In our study, the increased administration of protein in the first 3 days was associated with better 60-day survival. This association was observed as a continuous or dichotomous variable and remained evident after adjusting for demographic and anthropomorphic variables, for markers of physiology and disease severity, for confounders that may affect nutrition delivery and utilization, and after the use of propensity scores for BMI and SOFA score. The mean protein delivered was 50 g/d or 0.64 g/kg/d, which is much less than the recommended 1.2 g/kg/d.

The strength of this study lies in the relatively large number of participants, which allows both to better control for confounders and to identify smaller associations.

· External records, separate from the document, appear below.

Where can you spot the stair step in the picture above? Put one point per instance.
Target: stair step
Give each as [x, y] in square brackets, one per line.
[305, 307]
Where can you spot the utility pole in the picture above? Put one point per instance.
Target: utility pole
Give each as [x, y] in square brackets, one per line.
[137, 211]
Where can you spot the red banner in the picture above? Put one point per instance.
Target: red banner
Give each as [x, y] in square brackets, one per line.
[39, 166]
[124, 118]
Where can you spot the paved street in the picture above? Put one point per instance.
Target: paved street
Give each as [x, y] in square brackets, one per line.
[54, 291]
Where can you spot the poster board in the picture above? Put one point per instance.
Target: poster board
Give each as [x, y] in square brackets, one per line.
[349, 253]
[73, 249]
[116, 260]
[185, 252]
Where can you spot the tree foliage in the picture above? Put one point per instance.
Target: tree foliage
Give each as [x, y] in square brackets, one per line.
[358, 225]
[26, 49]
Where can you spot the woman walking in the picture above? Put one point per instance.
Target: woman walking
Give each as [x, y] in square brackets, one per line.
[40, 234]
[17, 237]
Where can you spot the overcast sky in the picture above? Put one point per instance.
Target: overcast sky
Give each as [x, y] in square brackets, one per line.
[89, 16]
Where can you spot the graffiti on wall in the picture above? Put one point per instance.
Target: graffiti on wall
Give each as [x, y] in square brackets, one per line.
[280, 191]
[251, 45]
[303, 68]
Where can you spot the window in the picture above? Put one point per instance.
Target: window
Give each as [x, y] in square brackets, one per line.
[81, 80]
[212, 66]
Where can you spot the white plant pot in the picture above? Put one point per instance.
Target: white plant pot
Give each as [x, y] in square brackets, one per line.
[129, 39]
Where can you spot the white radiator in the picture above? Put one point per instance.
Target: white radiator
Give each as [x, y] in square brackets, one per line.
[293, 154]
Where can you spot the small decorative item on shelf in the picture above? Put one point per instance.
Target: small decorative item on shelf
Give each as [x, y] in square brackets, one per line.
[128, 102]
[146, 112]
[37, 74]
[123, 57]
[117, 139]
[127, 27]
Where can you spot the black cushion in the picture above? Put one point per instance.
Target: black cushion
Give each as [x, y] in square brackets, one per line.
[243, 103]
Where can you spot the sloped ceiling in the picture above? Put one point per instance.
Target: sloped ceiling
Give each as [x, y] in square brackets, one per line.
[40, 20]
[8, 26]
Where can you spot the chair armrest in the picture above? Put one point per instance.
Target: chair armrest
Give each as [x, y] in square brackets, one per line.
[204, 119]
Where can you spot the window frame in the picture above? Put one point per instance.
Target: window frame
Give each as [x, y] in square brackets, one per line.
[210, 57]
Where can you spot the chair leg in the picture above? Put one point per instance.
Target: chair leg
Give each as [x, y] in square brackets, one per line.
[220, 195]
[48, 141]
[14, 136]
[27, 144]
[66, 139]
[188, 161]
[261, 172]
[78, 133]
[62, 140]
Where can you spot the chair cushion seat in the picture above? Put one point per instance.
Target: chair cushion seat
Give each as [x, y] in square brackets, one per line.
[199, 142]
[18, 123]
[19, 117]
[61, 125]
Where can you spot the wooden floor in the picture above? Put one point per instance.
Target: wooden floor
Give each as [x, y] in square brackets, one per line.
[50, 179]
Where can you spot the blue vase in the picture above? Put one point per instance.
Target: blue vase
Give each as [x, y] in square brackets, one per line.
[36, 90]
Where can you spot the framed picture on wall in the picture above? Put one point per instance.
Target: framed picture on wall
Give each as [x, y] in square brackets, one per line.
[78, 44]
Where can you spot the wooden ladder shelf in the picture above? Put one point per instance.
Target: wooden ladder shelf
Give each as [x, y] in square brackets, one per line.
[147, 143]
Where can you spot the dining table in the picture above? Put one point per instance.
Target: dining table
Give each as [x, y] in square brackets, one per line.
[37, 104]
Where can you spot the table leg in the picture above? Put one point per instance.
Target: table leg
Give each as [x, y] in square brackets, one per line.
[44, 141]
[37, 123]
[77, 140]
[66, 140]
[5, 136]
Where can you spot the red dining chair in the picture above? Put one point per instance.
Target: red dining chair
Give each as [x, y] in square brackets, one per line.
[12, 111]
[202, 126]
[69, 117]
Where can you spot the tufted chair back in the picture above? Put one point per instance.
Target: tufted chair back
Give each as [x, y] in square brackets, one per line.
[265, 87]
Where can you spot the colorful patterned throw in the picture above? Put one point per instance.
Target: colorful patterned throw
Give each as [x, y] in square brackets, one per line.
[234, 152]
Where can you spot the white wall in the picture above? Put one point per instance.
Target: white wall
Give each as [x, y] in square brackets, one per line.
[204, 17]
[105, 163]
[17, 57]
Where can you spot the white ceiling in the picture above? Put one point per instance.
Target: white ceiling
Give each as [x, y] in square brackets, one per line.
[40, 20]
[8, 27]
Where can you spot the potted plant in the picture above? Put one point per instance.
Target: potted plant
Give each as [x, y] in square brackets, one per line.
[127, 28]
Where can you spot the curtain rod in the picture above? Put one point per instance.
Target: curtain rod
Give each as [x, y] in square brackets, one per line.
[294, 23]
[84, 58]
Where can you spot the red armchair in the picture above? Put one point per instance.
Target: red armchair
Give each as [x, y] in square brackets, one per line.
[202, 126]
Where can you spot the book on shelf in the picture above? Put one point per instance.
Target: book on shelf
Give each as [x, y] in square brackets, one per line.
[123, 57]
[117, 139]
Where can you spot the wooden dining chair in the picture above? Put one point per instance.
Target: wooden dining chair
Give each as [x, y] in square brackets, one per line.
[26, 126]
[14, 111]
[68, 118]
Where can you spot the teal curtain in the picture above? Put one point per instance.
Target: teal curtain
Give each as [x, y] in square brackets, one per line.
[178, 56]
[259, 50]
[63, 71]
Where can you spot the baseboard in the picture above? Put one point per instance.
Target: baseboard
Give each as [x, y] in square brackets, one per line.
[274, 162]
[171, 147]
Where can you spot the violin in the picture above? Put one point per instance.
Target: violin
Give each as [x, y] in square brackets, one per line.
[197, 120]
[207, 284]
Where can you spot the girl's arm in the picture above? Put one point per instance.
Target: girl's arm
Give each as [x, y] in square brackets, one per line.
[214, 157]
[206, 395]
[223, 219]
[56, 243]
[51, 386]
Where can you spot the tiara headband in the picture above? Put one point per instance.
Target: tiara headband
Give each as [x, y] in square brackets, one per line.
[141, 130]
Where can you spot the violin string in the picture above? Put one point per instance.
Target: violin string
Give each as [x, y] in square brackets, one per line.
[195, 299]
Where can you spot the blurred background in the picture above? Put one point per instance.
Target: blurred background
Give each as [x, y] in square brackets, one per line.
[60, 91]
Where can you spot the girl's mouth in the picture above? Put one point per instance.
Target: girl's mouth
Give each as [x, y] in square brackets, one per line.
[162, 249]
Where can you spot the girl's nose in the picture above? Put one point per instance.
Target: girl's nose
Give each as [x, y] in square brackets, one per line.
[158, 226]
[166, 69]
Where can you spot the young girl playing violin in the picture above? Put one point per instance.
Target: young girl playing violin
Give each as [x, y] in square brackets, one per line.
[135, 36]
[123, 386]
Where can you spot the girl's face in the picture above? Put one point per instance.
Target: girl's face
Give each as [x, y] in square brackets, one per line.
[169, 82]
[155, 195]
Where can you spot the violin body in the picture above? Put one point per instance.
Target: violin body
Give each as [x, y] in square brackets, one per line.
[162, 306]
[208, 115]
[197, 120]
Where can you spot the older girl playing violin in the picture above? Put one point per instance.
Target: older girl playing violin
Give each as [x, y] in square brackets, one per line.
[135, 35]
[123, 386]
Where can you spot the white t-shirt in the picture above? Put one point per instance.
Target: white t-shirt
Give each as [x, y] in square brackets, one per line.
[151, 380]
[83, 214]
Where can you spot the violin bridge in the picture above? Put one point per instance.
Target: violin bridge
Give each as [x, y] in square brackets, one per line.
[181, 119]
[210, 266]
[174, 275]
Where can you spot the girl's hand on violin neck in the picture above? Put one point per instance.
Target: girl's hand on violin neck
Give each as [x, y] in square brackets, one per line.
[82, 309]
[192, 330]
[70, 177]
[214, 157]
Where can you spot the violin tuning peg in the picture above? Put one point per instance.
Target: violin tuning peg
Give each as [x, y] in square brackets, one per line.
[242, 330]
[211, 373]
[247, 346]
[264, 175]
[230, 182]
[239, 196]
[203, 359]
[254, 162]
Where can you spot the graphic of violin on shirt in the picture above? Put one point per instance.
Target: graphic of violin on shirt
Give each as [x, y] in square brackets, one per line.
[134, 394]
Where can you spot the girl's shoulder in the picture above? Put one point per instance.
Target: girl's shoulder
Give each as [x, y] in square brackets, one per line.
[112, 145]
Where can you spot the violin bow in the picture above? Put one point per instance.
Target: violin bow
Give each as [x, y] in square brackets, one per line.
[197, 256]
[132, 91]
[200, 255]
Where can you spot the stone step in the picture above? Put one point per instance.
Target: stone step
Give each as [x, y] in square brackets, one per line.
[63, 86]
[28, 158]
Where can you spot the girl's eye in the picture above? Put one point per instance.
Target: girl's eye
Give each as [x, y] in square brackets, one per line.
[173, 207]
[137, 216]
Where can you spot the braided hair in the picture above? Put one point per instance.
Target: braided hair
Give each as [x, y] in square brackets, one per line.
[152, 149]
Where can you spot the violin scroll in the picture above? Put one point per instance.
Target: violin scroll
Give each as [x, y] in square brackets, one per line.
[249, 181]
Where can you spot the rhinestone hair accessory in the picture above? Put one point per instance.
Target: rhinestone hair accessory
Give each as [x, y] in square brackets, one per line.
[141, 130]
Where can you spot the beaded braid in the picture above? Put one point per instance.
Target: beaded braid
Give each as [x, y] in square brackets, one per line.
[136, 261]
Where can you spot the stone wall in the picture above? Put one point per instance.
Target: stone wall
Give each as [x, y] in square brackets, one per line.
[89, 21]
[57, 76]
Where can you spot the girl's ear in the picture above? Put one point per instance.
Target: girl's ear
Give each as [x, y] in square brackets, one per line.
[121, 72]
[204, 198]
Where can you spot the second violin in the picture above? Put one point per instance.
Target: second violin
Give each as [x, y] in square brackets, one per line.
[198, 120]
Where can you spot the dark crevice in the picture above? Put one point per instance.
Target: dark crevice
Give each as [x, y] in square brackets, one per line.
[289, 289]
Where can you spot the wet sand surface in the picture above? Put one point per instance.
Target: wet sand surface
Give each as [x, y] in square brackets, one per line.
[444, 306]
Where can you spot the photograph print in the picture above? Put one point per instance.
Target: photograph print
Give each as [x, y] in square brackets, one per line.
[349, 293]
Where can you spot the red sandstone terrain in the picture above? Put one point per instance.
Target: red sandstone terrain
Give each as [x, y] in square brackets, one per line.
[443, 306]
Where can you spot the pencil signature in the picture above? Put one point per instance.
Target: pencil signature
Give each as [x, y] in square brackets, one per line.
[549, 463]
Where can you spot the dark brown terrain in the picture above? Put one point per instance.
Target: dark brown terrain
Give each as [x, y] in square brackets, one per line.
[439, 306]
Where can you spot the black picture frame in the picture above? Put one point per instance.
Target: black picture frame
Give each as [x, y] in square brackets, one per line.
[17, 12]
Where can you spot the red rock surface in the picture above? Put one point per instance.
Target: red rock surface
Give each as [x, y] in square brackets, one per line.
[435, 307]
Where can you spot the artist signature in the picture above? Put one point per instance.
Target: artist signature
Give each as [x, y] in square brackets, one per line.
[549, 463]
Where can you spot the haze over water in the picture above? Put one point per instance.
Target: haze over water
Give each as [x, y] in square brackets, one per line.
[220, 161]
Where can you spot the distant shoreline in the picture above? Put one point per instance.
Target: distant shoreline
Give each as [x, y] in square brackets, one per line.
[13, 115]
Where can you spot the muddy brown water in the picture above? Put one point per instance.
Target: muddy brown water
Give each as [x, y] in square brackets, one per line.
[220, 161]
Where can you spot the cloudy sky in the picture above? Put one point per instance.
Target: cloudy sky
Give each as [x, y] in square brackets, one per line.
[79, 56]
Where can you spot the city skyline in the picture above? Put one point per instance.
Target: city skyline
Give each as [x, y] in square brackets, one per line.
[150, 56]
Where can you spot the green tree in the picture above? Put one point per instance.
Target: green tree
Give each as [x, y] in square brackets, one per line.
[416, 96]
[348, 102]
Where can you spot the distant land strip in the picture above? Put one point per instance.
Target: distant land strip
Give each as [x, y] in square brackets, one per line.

The study has several limitations. First, by its retrospective nature it demonstrates association and not causation, and the results might be biased. Specifically in nutrition studies, there may be a concern that more “difficult”’ patients or patients that died early received less protein, and protein provision itself is confounded by weight and general nutritional provision. Second, we used specific cutoffs which might be perceived as low (0.7 g/kg/d). Finally, we examined only the association with mortality. We attempted to address these limitations in the following manner. The cohort of patients with a minimum length of stay was restricted, an attempt was made to control for multiple variables, and differences according to protein use after 3 days including a “late-high” group (those who received protein in amounts similar to those in the early protein group after 3 days). Regarding a specific protein cut-off level, some studies have used 0.8 g/kg/d [25,26], while we demonstrated that 0.6–0.7 g/kg/d was the mean delivered amount [8,9]. We have thus chosen a practical, common threshold that serves for comparison purposes, rather than as a target. Randomized controlled studies should be encouraged, but the large sample sizes required make these difficult to conduct so that in the interim reliance is placed on observational data.

5. Conclusions

Most patients do not achieve guideline recommended targets for protein, especially in the first days following admission. In our study, patients receiving > 0.7 g/kg/d of protein in the first 3 days of ICU hospitalization had higher 60-day survival compared to those who received less. These results should be examined in a large randomized trial. Further research is necessary in order to better stratify those who may benefit from earlier or higher protein intakes.